Factors Associated with late HIV Testing for Latinos Diagnosed with AIDS in Los Angeles
Date(s) - Feb 5, 2009
12:00 PM - 1:00 PM
St. Anne’s Conference Center
Amy R. Wohl, Ph.D.
Hosted by the Los Angeles Collaborative HIV/AIDS Public Health Research Center :
Latinos are more likely to test late for HIV infection compared to other racial/ethnic groups in the United States. A population-based interview study was used to examine factors associated with late HIV testing for Latinos diagnosed with AIDS in Los Angeles County (LAC) to develop more effective HIV testing outreach strategies. Latinos testing for HIV within one year of an AIDS diagnosis were considered late testers, while those diagnosed with AIDS more than one year after an HIV diagnosis were defined as non-late testers. After adjusting for age, education, country of birth and injection drug use in a logistic regression analysis, completion of the interview in Spanish was the main factor associated with late testing.
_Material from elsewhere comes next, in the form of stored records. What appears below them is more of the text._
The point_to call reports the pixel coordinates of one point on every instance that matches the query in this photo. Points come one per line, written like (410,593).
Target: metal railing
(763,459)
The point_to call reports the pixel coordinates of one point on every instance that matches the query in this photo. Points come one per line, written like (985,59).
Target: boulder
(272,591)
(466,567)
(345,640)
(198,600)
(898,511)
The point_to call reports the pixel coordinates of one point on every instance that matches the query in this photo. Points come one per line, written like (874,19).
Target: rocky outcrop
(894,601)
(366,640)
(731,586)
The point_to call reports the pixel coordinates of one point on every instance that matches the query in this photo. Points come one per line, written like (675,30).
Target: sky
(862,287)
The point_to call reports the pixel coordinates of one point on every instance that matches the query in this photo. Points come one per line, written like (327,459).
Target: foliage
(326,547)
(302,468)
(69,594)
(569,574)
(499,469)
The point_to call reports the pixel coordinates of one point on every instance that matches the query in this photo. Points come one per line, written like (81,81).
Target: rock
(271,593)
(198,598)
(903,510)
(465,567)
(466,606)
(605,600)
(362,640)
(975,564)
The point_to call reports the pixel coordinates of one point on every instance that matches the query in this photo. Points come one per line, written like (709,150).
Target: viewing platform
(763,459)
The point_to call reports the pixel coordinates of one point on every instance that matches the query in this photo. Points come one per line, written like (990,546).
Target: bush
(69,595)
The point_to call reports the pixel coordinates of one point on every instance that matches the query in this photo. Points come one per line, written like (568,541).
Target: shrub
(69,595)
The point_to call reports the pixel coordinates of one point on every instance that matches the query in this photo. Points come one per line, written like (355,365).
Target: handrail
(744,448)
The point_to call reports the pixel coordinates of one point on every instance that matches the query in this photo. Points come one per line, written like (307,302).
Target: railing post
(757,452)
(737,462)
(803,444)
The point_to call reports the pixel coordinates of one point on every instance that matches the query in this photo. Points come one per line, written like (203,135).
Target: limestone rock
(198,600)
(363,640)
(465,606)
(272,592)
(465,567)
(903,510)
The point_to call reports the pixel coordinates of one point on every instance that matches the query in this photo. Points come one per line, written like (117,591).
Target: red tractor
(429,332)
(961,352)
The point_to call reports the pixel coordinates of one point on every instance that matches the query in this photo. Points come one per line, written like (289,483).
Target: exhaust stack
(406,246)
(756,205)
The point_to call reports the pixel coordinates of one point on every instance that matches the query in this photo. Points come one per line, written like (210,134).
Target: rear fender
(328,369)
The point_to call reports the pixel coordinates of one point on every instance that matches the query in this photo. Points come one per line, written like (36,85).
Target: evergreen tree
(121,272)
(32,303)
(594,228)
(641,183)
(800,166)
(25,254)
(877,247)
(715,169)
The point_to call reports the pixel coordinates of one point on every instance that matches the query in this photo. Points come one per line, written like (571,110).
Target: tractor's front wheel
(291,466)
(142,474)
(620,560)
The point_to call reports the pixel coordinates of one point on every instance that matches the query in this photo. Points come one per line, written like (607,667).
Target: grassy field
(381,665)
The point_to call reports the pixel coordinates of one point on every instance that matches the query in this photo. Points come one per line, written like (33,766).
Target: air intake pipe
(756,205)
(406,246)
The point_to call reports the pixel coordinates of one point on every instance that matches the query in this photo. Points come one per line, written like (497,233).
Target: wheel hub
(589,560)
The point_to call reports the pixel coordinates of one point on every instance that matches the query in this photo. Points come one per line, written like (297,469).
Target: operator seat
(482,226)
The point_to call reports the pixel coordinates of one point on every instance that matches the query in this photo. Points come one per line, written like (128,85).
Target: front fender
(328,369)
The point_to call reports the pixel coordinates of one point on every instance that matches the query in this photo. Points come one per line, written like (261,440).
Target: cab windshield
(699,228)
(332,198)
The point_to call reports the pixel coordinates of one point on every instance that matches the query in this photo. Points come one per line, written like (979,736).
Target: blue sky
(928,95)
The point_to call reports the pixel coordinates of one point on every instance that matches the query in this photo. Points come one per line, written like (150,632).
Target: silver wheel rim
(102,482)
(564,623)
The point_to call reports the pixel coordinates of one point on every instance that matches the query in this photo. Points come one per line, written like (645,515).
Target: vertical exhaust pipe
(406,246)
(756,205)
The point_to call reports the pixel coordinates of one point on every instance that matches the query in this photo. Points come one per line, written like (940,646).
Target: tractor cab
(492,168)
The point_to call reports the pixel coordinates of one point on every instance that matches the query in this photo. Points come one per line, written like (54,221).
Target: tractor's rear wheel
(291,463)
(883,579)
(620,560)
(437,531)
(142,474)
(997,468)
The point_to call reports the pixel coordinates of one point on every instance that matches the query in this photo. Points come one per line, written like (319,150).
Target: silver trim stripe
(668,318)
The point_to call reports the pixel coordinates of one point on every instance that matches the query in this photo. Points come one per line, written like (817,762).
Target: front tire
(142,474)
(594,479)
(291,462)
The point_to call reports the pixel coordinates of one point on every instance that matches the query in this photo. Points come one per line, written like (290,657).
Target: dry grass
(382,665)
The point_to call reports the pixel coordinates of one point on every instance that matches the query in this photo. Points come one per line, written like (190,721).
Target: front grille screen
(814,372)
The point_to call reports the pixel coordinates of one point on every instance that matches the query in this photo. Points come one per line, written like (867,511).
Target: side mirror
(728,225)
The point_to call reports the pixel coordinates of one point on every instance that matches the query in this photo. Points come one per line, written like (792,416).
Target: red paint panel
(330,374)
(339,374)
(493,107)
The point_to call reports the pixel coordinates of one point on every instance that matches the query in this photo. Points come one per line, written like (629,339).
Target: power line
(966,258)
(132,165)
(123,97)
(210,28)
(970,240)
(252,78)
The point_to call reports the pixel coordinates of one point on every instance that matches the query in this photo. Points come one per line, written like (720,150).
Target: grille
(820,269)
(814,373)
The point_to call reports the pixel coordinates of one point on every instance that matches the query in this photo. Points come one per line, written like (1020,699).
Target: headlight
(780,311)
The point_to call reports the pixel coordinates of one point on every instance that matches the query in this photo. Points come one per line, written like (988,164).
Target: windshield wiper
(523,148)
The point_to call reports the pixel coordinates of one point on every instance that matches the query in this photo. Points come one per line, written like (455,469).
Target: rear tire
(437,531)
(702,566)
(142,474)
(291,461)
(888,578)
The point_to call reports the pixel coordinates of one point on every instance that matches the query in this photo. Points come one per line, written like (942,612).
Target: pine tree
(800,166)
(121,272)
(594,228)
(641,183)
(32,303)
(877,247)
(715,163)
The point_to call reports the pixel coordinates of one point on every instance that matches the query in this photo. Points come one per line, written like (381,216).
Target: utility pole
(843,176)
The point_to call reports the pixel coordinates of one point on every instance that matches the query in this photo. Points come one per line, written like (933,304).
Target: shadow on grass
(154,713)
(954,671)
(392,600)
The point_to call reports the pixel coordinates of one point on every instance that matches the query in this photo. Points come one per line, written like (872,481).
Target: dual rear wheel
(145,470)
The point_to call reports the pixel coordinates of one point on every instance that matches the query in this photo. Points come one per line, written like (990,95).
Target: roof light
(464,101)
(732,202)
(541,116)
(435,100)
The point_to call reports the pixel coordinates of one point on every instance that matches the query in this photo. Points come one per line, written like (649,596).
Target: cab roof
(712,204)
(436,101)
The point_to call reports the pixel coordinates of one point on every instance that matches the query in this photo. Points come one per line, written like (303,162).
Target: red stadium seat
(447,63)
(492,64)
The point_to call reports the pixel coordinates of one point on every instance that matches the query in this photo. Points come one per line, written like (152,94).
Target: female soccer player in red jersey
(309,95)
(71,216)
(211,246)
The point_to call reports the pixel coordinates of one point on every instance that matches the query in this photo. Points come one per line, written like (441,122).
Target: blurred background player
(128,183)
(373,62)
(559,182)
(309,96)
Latinos testing late for HIV were also more likely to test due to illness and less likely to test as part of a clinical screening. Late testers were more likely to receive their first positive HIV test as a hospital inpatient and less likely to test positive at a community health center or public clinic. To accomplish widespread and timely HIV testing for Latinos in LAC, Spanish-language social marketing campaigns are needed and Spanish-speaking patients should be offered HIV testing in all clinical settings.
Dr. Wohl will address the relevance of these findings to the priority populations and risk factors in the 2009-2013 Los Angeles County HIV Prevention Plan.